- The Washington Times - Wednesday, February 19, 2014

The Federal Communications Commission announced Wednesday that it will overhaul net neutrality regulations that were overturned in court and bring them back to the Internet.

The idea, said FCC chairman Tom Wheeler, is to ensure all Internet traffic gets treated the same way by providers, the Hill reported.

“Preserving the Internet as an open platform for innovation and expression while providing certainty and predictability in the marketplace is an important responsibility of this agency,” Mr. Wheeler said in a statement.

An appeals court overturned “open Internet” rules last month, saying the FCC was trying to regulate online providers the same way as telephone companies — and that’s not legal.

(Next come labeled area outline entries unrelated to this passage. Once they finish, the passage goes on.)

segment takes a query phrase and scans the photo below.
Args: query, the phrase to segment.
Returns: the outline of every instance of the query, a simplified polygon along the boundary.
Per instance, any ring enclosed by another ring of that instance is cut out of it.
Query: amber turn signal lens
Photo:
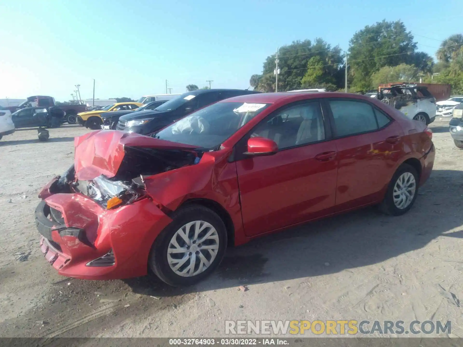
[[[122,200],[117,196],[111,198],[108,200],[108,202],[106,204],[106,209],[109,210],[109,209],[113,208],[118,205],[120,205],[122,203]]]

So the FCC is heading back to the drawing board, and rewriting rules to keep Internet providers from blocking or prohibiting entry to websites, or slowing access to certain sites, according to the Hill. The FCC will also create new regulations to require Internet providers to give details to the public on how they manage traffic.

Many on Capitol Hill see the FCC’s net neutrality rules as inhibitors to growth, and that the Obama administration just won’t let the regulatory wish die.

“No matter how many times the court says ’no,’ the Obama administration refused to abandon its furious pursuit of these harmful policies to put government in charge of the web,” Reps. Fred Upton and Greg Walden said in a joint statement reported by The Hill.

The two Republican members of the FCC decried Mr. Wheeler’s decision.

“I am deeply concerned by the announcement that the FCC will begin considering new ways to regulate the Internet,” one of them, Mike O’Rielly, said in a statement.